From Context to Safety Case
With system context in place, Saphira generates a top‑down safety case.
Example Top‑Level Safety Goal
The system shall transition to a safe state within a bounded time upon detection of a critical fault.
From this goal, Technical Safety Requirements (TSRs) are derived:
- Detection of heartbeat loss within a defined timeout
- Brake command issuance within a maximum reaction time
- Independence from non‑safety software paths
- Tolerance of single‑point software failures
These TSRs are not abstract — they are designed to map cleanly to code and tests.
Tracing TSRs into Code and Tests
Rather than treating traceability as a static matrix, Saphira treats it as a living graph.
For each TSR, the system can answer:
- Where is this requirement implemented?
- How is it verified?
- What assumptions does it rely on?
- What evidence supports it today?
For example:
- A timeout detection TSR links directly to a heartbeat monitoring function
- A reaction‑time TSR links to both implementation logic and latency‑asserting tests
When evidence is missing or incomplete — such as a test that exists but does not assert timing bounds — the gap is surfaced explicitly.

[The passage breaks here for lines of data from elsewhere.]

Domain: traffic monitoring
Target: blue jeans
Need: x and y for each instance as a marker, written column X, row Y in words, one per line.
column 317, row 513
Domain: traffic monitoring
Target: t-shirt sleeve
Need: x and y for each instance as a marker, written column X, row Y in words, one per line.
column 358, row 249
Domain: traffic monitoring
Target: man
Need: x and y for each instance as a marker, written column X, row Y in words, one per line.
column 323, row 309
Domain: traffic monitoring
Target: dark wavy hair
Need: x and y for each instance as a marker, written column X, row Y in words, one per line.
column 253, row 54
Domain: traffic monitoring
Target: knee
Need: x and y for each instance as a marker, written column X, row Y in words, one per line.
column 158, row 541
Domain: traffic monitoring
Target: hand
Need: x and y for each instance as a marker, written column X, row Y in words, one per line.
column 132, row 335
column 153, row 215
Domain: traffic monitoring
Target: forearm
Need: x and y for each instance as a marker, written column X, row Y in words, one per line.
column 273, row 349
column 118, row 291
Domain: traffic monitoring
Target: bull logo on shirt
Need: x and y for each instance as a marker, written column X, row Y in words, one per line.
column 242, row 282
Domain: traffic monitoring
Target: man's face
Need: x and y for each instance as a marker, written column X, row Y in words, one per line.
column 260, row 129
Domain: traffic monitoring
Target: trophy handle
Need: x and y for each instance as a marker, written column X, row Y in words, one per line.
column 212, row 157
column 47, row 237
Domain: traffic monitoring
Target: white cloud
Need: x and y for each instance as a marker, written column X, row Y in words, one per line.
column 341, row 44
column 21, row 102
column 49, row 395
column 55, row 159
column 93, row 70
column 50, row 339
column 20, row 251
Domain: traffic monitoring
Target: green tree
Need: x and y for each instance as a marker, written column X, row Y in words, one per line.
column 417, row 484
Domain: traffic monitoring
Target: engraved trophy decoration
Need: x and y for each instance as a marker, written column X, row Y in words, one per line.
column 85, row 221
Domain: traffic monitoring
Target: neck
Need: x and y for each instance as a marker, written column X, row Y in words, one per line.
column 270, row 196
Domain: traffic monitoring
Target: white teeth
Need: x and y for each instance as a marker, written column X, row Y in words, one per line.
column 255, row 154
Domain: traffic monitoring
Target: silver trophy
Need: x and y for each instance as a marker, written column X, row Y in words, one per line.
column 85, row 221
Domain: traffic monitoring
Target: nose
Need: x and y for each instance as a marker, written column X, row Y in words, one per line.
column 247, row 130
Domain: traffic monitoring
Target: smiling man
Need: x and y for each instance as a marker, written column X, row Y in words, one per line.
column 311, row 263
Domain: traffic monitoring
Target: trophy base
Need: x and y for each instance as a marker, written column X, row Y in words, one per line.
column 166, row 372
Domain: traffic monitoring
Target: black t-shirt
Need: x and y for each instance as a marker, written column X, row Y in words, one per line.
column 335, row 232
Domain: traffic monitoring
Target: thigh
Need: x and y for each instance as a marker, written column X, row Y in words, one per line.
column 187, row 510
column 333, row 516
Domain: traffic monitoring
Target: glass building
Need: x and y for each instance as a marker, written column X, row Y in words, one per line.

Change Impact: Where Safety Usually Breaks
Most safety issues do not arise from missing requirements — they arise from change.
By linking safety goals and TSRs directly to code and tests, Saphira can answer a critical question:
What safety assumptions are impacted by this code change?
A modification to timeout logic, message frequency, or execution context can automatically flag:
- Affected TSRs
- Tests that must be re‑run or updated
- Safety arguments that need review
This shifts safety from a reactive certification exercise to a continuous engineering discipline.
Why This Matters
Static analysis tools tell you whether code follows rules.
Saphira helps teams answer a harder question:
What does this code prove — and is that proof still valid?
By compiling safety evidence directly from engineering artifacts, teams can:
- Reduce manual safety documentation
- Maintain coherent safety arguments over time
- Respond faster and more confidently to audits
- Align safety work with real development workflows
Closing Thoughts
High‑performing teams already do the hard work. The missing piece is often not better tools, but better connections between intent, implementation, and evidence.
Treating the safety case as a first‑class, continuously updated artifact — rather than a snapshot — is a powerful shift.
That’s the gap we’re focused on closing.
This example is anonymized and representative of common autonomy and robotics architectures. Specific implementations will vary by platform and standard.